We drew our magic from this land, from rituals older than any bloodline.

If Alaric wanted to weaken us, he’d come for the source.

“Tell me what you saw,” I demanded.

Morrigan tilted her head, the flames behind her flaring blue. “The mountain groans beneath stolen crowns. Blood seeks blood. But one flame cannot be claimed—it must choose.”

I clenched my jaw. She never gave straight answers—only riddles stitched together with smoke and half-truths. But I knew what I heard.

The mountain was in danger.
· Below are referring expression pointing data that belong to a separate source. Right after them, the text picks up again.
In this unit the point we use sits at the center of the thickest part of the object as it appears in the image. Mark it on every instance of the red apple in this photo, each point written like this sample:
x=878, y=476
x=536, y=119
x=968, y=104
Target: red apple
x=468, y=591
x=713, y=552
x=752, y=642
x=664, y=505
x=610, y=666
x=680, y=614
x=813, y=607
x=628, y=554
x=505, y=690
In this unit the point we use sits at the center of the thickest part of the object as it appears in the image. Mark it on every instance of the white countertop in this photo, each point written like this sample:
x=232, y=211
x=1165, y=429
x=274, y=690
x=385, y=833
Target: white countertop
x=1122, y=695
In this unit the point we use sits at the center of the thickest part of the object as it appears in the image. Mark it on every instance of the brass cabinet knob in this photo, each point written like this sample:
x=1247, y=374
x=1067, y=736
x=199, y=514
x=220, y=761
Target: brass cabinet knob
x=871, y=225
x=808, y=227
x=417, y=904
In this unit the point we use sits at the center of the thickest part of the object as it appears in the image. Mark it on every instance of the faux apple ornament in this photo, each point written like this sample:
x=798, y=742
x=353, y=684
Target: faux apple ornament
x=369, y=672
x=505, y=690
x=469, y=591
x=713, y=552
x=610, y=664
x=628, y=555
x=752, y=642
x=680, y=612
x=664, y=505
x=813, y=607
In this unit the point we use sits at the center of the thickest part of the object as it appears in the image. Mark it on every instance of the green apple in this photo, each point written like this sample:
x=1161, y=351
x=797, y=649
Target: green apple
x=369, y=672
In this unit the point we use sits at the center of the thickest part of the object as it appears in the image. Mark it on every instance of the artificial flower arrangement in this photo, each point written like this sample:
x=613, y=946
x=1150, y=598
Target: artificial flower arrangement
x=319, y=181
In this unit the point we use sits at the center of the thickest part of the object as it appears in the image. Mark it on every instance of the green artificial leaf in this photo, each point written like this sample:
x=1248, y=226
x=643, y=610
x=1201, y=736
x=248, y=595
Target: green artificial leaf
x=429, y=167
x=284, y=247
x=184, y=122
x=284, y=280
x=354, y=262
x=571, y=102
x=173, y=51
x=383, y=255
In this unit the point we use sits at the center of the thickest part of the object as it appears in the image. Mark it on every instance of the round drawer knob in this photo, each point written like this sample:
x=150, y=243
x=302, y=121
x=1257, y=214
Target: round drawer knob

My pack was in danger.

“And that’s not all,” Morrigan said softly. Her tone shifted, strange and distant, like she wasn’t quite in her own body. “The mate bond stirs.”

That froze me.

“What did you say?”

“I saw you,” she said, eyes unfocused. “You, and another. A light bound to your shadow. A flame that does not fear the dark.”

A chill scraped down my spine. I’d long since stopped hoping for that kind of connection. I’d buried that hope years ago, shoved it down beneath the bones of wolves I couldn’t save. Love wasn’t for alphas. Not for me. I didn’t have the luxury of longing.

“No,” I said, the word more a breath than a denial. “I have no mate. There’s no room for it.”

“You don’t have to want it for it to be true,” Morrigan murmured. “She is coming. Or you are going to her. The vision wasn’t clear.”

“Where?”

“I don’t know,” she said, her voice growing distant again. “But when you meet her, the world will tilt. The stones were not forged for wolves, but taken by them in a time of desperation…”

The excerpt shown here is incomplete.